Pilates suelo, Pilates Mat y Pilates sin máquinas: ¿es lo mismo?

En general, sí. Cuando hablamos de Pilates suelo, Pilates Mat o Pilates en colchoneta, nos referimos a una modalidad del método Pilates que se realiza principalmente sobre una esterilla, utilizando el propio cuerpo como herramienta principal.

En una clase de Pilates suelo trabajas con tu peso corporal, tus palancas, tu respiración, tu coordinación, tu fuerza y tu capacidad de controlar el movimiento. No dependes de muelles, correas o plataformas móviles. Eso hace que el trabajo sea muy honesto: el cuerpo muestra enseguida dónde hay fuerza, dónde hay rigidez, dónde falta control y dónde aparecen compensaciones.

A veces se usa la expresión “Pilates sin máquinas”, pero conviene matizarla porque puede sonar a que falta algo. En realidad, no falta nada. Simplemente cambia el tipo de estímulo.

  • En Pilates con aparatos tienes muelles, barras, apoyos y resistencias que ayudan o desafían el movimiento.
  • En Pilates suelo tienes el cuerpo como protagonista, con menos ayuda externa y una necesidad mayor de control interno.

Además, en Pilates Mat es habitual utilizar pequeños elementos: aro, bandas elásticas, fitball, foam roller, pelotas pequeñas, mancuernas ligeras o incluso una toalla. No sustituyen al método ni lo convierten en otra cosa. Se usan para facilitar, intensificar, variar o mejorar la comprensión de un ejercicio.

El núcleo sigue siendo el mismo: control, respiración, movilidad, fuerza, precisión, coordinación y calidad de movimiento.

Por qué el Pilates suelo no es una versión menor

El Pilates en suelo tiene una virtud enorme: te obliga a construir el movimiento desde dentro. No porque sea siempre más difícil, sino porque te hace participar de forma muy activa en cada gesto.
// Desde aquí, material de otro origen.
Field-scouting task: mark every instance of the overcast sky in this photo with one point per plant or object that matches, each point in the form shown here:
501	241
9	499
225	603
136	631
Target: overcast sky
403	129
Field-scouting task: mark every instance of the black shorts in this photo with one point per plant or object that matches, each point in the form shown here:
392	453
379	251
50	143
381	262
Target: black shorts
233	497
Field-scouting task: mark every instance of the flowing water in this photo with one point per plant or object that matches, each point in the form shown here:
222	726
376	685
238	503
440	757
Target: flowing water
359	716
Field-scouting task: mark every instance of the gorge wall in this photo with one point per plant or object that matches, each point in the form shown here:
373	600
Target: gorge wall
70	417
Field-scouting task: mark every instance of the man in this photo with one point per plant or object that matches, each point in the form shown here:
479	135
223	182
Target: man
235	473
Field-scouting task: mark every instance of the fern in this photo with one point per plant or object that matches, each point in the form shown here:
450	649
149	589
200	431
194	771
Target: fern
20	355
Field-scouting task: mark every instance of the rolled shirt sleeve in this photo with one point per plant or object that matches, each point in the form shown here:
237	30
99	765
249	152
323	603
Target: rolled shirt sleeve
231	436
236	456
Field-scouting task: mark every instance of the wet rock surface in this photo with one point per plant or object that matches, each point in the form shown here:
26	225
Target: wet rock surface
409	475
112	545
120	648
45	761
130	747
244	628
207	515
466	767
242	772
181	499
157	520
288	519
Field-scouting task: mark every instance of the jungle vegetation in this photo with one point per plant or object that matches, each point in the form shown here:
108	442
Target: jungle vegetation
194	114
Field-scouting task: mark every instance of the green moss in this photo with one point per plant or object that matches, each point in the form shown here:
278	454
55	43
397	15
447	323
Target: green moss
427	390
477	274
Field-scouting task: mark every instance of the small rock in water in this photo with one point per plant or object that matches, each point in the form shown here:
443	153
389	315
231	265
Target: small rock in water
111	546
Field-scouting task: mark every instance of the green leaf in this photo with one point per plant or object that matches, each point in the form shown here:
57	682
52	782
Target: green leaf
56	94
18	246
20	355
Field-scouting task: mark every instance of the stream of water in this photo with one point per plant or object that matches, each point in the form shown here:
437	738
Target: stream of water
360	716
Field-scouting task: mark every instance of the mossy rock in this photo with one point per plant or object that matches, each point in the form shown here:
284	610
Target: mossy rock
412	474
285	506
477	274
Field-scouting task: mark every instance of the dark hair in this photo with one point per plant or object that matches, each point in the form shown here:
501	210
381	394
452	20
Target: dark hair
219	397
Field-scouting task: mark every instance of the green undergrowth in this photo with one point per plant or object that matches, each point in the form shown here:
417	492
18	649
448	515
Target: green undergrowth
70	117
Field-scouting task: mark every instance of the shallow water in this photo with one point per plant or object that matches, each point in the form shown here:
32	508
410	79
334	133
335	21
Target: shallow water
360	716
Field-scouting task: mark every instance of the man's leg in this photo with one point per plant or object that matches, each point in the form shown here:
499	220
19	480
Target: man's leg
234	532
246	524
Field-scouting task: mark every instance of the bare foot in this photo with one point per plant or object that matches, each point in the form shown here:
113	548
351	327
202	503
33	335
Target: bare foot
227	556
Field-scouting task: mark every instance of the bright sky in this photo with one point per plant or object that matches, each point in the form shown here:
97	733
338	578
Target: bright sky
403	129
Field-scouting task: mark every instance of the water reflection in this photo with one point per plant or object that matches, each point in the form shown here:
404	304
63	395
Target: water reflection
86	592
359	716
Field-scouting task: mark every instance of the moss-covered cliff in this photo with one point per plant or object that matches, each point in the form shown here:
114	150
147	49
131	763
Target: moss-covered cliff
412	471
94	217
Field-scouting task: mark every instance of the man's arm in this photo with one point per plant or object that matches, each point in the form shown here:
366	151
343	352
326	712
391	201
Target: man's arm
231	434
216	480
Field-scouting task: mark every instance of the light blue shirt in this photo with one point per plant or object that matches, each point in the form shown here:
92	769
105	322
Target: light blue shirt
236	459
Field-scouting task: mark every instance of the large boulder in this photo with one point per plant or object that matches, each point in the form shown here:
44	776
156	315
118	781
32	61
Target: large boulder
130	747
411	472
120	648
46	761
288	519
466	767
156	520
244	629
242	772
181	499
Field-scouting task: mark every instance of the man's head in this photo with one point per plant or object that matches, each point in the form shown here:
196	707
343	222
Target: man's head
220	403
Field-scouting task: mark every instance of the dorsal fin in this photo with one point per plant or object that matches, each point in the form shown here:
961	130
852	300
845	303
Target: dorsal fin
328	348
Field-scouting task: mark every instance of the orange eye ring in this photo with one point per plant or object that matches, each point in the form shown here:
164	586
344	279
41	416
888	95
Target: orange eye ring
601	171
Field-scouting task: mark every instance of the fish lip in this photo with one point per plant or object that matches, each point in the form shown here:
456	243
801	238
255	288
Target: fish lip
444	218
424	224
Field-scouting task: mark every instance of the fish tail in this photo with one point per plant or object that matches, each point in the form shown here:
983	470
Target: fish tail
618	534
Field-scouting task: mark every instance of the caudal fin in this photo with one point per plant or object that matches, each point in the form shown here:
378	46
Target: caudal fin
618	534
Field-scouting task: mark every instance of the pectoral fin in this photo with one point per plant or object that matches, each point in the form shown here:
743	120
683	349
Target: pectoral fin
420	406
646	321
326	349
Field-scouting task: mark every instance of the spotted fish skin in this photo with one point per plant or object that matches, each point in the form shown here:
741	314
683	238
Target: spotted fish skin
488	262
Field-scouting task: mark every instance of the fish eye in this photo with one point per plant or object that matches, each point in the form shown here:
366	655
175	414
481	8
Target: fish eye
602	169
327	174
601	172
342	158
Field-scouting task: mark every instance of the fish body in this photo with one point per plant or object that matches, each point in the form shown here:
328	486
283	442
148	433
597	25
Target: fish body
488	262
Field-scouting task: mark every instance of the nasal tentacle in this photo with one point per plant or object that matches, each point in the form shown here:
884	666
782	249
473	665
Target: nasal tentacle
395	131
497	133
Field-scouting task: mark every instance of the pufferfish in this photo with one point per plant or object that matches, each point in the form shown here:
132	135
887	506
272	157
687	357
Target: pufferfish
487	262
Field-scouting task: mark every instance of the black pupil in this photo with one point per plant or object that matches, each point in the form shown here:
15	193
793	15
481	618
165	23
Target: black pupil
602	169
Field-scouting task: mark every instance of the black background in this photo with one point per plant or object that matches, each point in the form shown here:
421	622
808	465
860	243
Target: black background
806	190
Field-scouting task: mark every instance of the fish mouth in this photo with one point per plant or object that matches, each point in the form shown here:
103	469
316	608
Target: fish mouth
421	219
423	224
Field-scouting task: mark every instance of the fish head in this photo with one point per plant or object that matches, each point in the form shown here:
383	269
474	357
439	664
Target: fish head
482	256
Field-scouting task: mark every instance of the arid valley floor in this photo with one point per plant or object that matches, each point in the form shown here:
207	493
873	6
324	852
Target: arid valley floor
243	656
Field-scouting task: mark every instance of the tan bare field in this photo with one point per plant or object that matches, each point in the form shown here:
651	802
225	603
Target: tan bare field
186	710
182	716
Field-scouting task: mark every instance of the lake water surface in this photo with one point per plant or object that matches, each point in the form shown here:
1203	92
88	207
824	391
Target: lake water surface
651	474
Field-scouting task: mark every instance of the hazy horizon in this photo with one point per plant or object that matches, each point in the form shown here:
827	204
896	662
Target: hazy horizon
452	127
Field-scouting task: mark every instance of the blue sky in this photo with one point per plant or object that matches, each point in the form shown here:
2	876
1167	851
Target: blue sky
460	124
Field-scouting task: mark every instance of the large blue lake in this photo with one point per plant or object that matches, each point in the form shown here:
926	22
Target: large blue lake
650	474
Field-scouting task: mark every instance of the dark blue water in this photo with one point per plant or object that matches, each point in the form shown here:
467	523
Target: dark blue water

En los aparatos, los muelles y apoyos pueden ayudarte a encontrar una sensación, sostenerte o guiar el recorrido. En suelo, esa organización depende más de ti. Tienes que aprender a estabilizar sin bloquear, mover sin descontrolarte, respirar sin tensarte y coordinar todo el cuerpo con precisión.

Por eso el Pilates Mat es tan valioso. Te enseña a distinguir entre moverte y moverte bien.

Hacer una repetición la puede hacer cualquiera. Hacerla sin cargar el cuello, sin hundir el pecho, sin perder la pelvis, sin machacar la zona lumbar, sin contener la respiración y sin tirar de compensaciones ya es otra cosa. Ahí empieza el método.

El Pilates suelo entrena capacidades que después se trasladan a la vida diaria:

  • estabilizar el tronco sin rigidez;
  • mover brazos y piernas sin que la columna pague el precio;
  • coordinar respiración, postura y esfuerzo;
  • ganar fuerza en el abdomen, espalda, glúteos, piernas y hombros;
  • mejorar movilidad de columna, caderas y caja torácica;
  • aumentar equilibrio y propiocepción;
  • aprender a moverte con más economía y menos tensión.

Por eso insistimos tanto en esta idea: el suelo no es una opción “básica” en el mal sentido. Es una base. Y una base puede ser sencilla, profunda o muy exigente, según cómo se trabaje.

El origen del Pilates Mat dentro del método

Joseph H. Pilates desarrolló un sistema completo de entrenamiento al que llamó Contrología. El trabajo en suelo formaba parte esencial de ese sistema. De hecho, muchos de los ejercicios clásicos del método se realizan sobre colchoneta y exigen un nivel muy alto de control, fuerza, movilidad y coordinación.

Con el tiempo, los aparatos de Pilates ganaron mucha popularidad, en parte porque son visuales, versátiles y permiten adaptar muy bien el trabajo. Pero eso no convierte el Mat en algo secundario. El repertorio de suelo contiene una enorme riqueza técnica y sigue siendo una herramienta fundamental para comprender el método.

En una buena clase de Pilates suelo no se trata de hacer una coreografía de abdominales ni una sesión de estiramientos. Se trata de aprender a controlar el cuerpo en relación con la gravedad, el apoyo, la respiración y el movimiento.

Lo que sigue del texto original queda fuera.